App lockfile or supervisor lockfile working too well


#1

I’m creating my application lockfile using flock:

while true; do
    echo "starting camera_controller_resin ${SERVER_URL}"
    flock /tmp/resin/resin-updates.lock -c "./camera_controller_resin \"${SERVER_URL}\""
done

And what I’m seeing is that the update is downloaded, and often only applied if I force a reboot through the actions panel. Sometimes I can reset the application and get the update applied, sometimes I can reboot or reset the device but often get the error:

Request error: Updates are locked: EEXIST: file already exists, open '/mnt/root/tmp/balena-supervisor/services

Devices are running:

  • Resin OS 2.13.6+rev2
  • balenaOS 2.26.0+rev1

I have tried enabling the lock override, and setting it back to disabled. But that appears to only affect the app locks. The error above appears to be to the balena supervisor, which requires using the device Action Reboot.

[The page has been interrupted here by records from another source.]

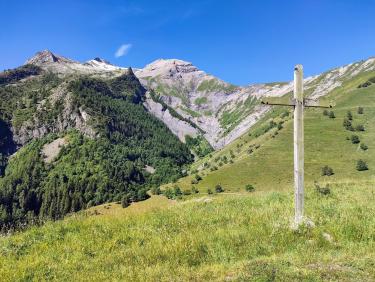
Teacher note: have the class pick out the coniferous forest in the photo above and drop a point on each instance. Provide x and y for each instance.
(88, 170)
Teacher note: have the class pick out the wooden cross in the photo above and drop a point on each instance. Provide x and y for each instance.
(299, 103)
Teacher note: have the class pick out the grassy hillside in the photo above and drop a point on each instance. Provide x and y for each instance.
(103, 159)
(264, 156)
(244, 237)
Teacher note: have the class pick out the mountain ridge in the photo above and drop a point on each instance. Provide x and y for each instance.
(222, 110)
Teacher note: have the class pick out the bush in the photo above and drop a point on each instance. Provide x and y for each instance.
(360, 127)
(187, 192)
(363, 147)
(348, 124)
(249, 188)
(194, 181)
(326, 170)
(198, 177)
(322, 190)
(169, 193)
(125, 201)
(177, 191)
(355, 139)
(218, 188)
(156, 190)
(361, 165)
(194, 190)
(349, 115)
(331, 114)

Suggested workflow for addressing the root issue?


#4

Hi there @jason10,

Lockfiles are typically used to prevent the supervisor from killing an application at a critical time, such as preventing data loss. It looks to me like you are daemonizing the application while locked, such that the supervisor cannot ever update it (without the interventions you mention). It stands to reason that the supervisor would refuse to restart an application while the lockfile is held exclusively.

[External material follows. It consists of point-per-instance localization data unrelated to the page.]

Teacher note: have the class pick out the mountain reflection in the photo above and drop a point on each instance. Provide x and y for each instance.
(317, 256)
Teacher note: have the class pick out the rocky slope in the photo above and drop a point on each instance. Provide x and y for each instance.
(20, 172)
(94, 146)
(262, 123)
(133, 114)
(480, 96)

What you are saying is that the reboot actions only work some fraction of the time, and sometimes that EEXIST error is thrown. Is that correct? It looks like the line was cut off, is it possible for you to paste the whole line in the logs?

Thank you very much!


#6

Hi Matthew,

My program exits occasionally so that the lock can be released. Perhaps adding a sleep 1 would help.
Is there a way for my program to check that an update is ready to be applied?

Yes the reboot works sometimes, and other times I get the error.

Here is the error in full:
Request error: Updates are locked: EEXIST: file already exists, open '/mnt/root/tmp/resin-supervisor/services/1275531/main/resin-updates.lock'

So is that because my app has created a lock or because of a different issue?


#9

@jason10
It is possible to detect if a update is ready to apply while the lock has been taken by using the following endpoint on the supervisor api:

curl --header "Content-type:application/json" "$RESIN_SUPERVISOR_ADDRESS/v2/applications/state?apikey=$RESIN_SUPERVISOR_API_KEY"

which will return an object similar to:

{
  "supervisortest": {
    "appId": 1011165,
    "commit": "42a5d01723cac00538fb10df5ea0a671",
    "services": {
      "main": {
        "status": "Downloaded",
        "releaseId": 688486,
        "downloadProgress": null
      }
    }
  }
}

What you’re looking for is the Downloaded status on the services.
Let me know if this helps you!


Device not picking up changes to device variables
#11

@jason10 to add to Cameron’s answer - that EEXIST error on the supervisor is expected, and is indeed just the supervisor’s way of saying it’s not applying the update because your app has taken the lock.

I think indeed adding some sleep time between the locking attempts would help - the supervisor will only attempt to take the lock periodically, so if the window is too small it is likely that it will never be able to take it.